According to Hathaway, one answer lies in the First Nations principles of reverence, humility, and reciprocity. These principles celebrate the social, ecological, and spiritual interconnectedness between human, animal, and spirit. Practising them means you take only what you need, are aware of how you take it, and appreciate what has been given to you, to ensure that future generations are not put in peril.
“When you approach a fungus, be curious about its liveliness,” says Hathaway. “Imagine its liveliness as just as important as our own, in ways more complex than we can even begin to imagine.”

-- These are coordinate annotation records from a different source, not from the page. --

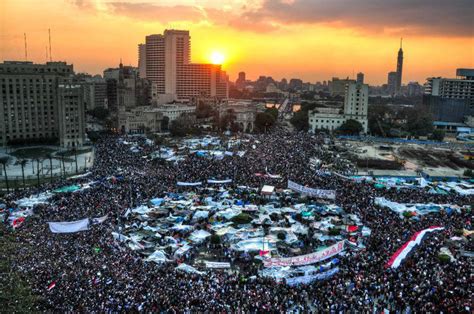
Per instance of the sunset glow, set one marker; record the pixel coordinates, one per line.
(217, 58)
(288, 39)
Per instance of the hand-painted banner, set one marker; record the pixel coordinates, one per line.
(69, 226)
(188, 183)
(219, 181)
(414, 241)
(217, 264)
(304, 280)
(100, 220)
(329, 194)
(306, 259)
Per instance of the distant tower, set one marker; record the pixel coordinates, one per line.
(399, 67)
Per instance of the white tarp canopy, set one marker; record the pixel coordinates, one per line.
(69, 226)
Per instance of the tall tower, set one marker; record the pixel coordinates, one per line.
(399, 67)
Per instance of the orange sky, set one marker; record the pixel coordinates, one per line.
(309, 39)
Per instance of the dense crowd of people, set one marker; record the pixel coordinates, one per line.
(92, 272)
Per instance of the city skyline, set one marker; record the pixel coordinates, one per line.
(283, 46)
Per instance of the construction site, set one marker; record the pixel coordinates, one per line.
(407, 158)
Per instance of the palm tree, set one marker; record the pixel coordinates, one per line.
(4, 162)
(50, 157)
(22, 163)
(74, 150)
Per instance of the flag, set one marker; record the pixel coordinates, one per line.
(351, 228)
(18, 222)
(51, 285)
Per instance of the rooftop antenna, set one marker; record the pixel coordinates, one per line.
(26, 48)
(49, 33)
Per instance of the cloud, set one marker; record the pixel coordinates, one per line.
(415, 17)
(452, 17)
(152, 12)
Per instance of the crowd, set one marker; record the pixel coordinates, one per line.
(92, 272)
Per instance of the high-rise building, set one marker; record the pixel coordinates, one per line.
(450, 99)
(40, 103)
(142, 60)
(241, 81)
(356, 103)
(171, 73)
(337, 87)
(392, 78)
(399, 69)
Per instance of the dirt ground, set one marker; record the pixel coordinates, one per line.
(435, 161)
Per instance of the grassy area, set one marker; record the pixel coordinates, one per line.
(32, 152)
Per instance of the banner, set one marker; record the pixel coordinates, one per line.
(69, 226)
(217, 264)
(188, 183)
(306, 259)
(329, 194)
(219, 181)
(403, 252)
(304, 280)
(100, 220)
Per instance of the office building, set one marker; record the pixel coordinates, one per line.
(40, 104)
(450, 99)
(399, 69)
(173, 76)
(356, 103)
(392, 78)
(337, 87)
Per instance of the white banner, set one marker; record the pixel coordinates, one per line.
(69, 226)
(220, 181)
(306, 259)
(217, 264)
(100, 220)
(329, 194)
(188, 183)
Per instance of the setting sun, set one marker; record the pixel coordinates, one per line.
(217, 57)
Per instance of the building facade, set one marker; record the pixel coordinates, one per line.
(173, 76)
(450, 99)
(34, 103)
(356, 102)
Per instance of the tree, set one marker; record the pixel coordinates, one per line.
(4, 161)
(351, 127)
(419, 121)
(50, 157)
(437, 135)
(22, 163)
(300, 120)
(99, 113)
(263, 121)
(165, 124)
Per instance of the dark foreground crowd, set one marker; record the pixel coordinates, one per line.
(93, 273)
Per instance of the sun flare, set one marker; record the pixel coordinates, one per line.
(217, 57)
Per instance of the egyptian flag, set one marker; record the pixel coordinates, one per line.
(18, 222)
(402, 253)
(51, 285)
(351, 228)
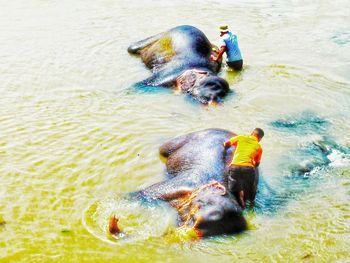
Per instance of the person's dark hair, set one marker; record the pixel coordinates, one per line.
(259, 132)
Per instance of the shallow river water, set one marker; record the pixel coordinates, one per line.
(74, 135)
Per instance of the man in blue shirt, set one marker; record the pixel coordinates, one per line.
(229, 44)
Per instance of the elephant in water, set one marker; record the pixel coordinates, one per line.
(196, 185)
(180, 58)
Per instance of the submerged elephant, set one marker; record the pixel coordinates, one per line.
(180, 58)
(195, 188)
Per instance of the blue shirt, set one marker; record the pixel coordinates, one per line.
(233, 53)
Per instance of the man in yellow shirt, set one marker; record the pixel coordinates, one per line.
(241, 175)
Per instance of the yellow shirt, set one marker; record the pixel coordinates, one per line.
(248, 151)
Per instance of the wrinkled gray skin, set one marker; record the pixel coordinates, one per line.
(194, 160)
(171, 53)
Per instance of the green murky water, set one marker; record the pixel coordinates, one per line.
(73, 135)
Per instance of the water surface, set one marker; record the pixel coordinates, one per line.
(74, 135)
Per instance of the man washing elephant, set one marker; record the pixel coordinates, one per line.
(180, 58)
(241, 176)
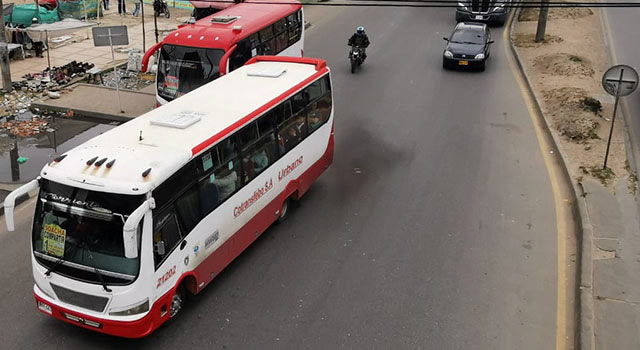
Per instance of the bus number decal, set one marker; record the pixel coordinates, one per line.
(257, 194)
(290, 168)
(167, 276)
(53, 240)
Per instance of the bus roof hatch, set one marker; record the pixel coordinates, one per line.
(181, 120)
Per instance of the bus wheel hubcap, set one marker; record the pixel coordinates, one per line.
(176, 304)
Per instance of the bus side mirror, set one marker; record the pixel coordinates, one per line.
(10, 201)
(160, 248)
(130, 231)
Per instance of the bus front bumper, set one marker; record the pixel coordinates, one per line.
(126, 329)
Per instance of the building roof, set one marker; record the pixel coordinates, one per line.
(252, 16)
(147, 142)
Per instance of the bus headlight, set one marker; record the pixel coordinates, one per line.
(134, 309)
(44, 291)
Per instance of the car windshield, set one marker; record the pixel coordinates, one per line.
(182, 69)
(463, 36)
(76, 231)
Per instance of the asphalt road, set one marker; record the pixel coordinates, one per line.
(623, 32)
(435, 227)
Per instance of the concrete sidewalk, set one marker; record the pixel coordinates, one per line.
(610, 282)
(101, 102)
(83, 49)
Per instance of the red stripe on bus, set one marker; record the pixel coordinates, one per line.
(215, 138)
(249, 232)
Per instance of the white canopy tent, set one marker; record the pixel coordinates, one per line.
(40, 32)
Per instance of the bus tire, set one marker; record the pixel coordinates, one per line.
(284, 211)
(178, 300)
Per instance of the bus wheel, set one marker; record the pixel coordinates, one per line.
(284, 211)
(177, 301)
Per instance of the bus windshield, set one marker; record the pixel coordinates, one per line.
(182, 69)
(77, 231)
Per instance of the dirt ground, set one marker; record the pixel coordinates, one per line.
(565, 72)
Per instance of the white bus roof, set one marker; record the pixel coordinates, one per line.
(166, 138)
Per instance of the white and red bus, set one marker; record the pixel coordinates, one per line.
(198, 53)
(129, 222)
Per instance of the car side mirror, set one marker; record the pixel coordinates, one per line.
(160, 248)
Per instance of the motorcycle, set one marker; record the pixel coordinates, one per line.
(160, 7)
(356, 57)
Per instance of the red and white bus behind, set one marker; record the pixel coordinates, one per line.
(131, 221)
(198, 53)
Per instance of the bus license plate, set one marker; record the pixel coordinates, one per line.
(44, 307)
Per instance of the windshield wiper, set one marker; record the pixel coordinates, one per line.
(104, 284)
(60, 261)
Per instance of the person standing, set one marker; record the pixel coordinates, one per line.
(122, 7)
(136, 11)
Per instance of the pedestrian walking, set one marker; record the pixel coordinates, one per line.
(136, 11)
(122, 7)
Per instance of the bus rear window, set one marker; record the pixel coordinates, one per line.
(182, 69)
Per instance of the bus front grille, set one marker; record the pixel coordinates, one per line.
(85, 301)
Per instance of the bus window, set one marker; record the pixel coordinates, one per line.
(227, 179)
(292, 132)
(208, 194)
(183, 69)
(319, 112)
(228, 149)
(267, 41)
(314, 91)
(165, 230)
(299, 101)
(240, 55)
(294, 27)
(188, 208)
(280, 32)
(248, 135)
(258, 157)
(254, 39)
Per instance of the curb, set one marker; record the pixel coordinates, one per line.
(19, 200)
(584, 317)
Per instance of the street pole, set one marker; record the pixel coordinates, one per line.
(115, 71)
(144, 34)
(613, 119)
(542, 20)
(4, 54)
(155, 24)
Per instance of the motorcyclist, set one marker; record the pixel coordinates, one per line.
(360, 39)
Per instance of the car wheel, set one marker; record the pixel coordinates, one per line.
(178, 301)
(284, 211)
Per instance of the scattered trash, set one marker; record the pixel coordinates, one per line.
(128, 80)
(24, 128)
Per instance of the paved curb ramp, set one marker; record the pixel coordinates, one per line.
(100, 102)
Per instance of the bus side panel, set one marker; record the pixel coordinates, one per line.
(235, 245)
(249, 232)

In Switzerland, the national constitution protects the “dignity of all living beings”—plants included.
To support strong immune function, particularly during a global health crisis, clinical herbalist Yarrow Willard recommends supplementing with a blend of three to five mushrooms. Here are his top five picks.
If you take a mushroom supplement, be sure to choose an ethical supplier. For example, when it comes to revered chaga mushrooms, large-scale commercial harvesting would quickly decimate native populations. Willard’s plant medicine company uses chaga extract from Siberia, where producers designate and protect large areas of forest for chaga cultivation.
While Willard encourages learning more about fungi, he is concerned that the newfound popularity of mushroom foraging is encouraging improper harvesting practices. To avoid damaging trees and delicate forest ecosystems, foragers should harvest only the fruiting body of the mushroom, leaving the bark layer intact. Willard also recommends growing some types of mushrooms at home, using old coffee grounds as a base.
“Mushrooms are regenerative, and that’s a great metaphor for how to live our own lives,” says Willard. “How do we take our waste and turn it into something of value?”